DOC Commissioner Tom Roy laid out the move the day after Joseph Gomm was buried with full honors. Gomm, 45, a 16-year-veteran officer from Blaine, is the first corrections officer in Minnesota to be killed in the line of duty.
Edward Muhammad Johnson, who is serving a nearly 29-year sentence for second-degree murder, is accused of stabbing and beating Gomm to death July 18 in a vocational building, where offenders take welding classes. Roy, who was still visibly shaken, said the industrial shop is a protected crime scene and "will not continue operation until we do a full assessment of that building."
"I think it's fair to say the floor that Officer Gomm was killed in will not be utilized within this administration," he said during a Friday news conference.
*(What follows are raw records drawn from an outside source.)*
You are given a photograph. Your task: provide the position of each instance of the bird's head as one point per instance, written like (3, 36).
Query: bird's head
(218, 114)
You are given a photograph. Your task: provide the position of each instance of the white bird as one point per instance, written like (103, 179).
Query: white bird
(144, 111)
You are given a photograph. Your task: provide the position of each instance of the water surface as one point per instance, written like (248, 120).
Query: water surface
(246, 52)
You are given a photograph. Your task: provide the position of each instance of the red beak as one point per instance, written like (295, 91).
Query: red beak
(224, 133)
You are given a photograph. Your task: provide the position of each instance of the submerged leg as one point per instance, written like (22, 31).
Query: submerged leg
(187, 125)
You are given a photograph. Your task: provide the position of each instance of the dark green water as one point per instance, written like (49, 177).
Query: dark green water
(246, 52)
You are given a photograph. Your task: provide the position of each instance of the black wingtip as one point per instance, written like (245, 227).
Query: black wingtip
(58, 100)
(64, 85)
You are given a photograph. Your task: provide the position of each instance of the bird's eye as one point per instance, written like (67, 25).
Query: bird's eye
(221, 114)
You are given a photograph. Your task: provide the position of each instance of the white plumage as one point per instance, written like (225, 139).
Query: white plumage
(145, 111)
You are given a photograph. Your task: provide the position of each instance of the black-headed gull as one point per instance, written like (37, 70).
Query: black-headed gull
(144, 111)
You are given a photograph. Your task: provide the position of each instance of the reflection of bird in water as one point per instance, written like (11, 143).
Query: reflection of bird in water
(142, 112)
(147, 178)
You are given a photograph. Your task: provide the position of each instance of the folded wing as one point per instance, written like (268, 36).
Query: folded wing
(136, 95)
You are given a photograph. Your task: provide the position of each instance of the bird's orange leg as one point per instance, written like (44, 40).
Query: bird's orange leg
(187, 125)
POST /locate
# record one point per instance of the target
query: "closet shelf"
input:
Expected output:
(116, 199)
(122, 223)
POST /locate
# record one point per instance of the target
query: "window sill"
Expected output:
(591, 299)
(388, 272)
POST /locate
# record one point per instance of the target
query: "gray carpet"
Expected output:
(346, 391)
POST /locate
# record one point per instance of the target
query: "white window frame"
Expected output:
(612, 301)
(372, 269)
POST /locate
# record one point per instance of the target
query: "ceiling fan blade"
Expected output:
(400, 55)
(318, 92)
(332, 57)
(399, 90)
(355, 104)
Though other prisons throughout the state have resumed normal functions since the attack, the Stillwater correctional facility remains on lockdown out of an abundance of caution for staff, Roy said. He hopes the 104-year-old prison — often referred to as the DOC's "flagship institution" — will soon return to normal. But on Thursday, Stillwater recorded another employee assault when an inmate threw urine at a corrections officer.
Three officers have resigned and at least 10 have taken a leave of absence following Gomm's death.
"We have staff that are significantly struggling," Roy said. "This is a time of recovery."
There are now 329 uniformed staff members at Stillwater and a population of 1,594 inmates — a ratio of 4.8 offenders per staff member. Roy confirmed they were short one corrections manufacturing specialist in the industrial area on the day Gomm, who was alone at the time, was killed.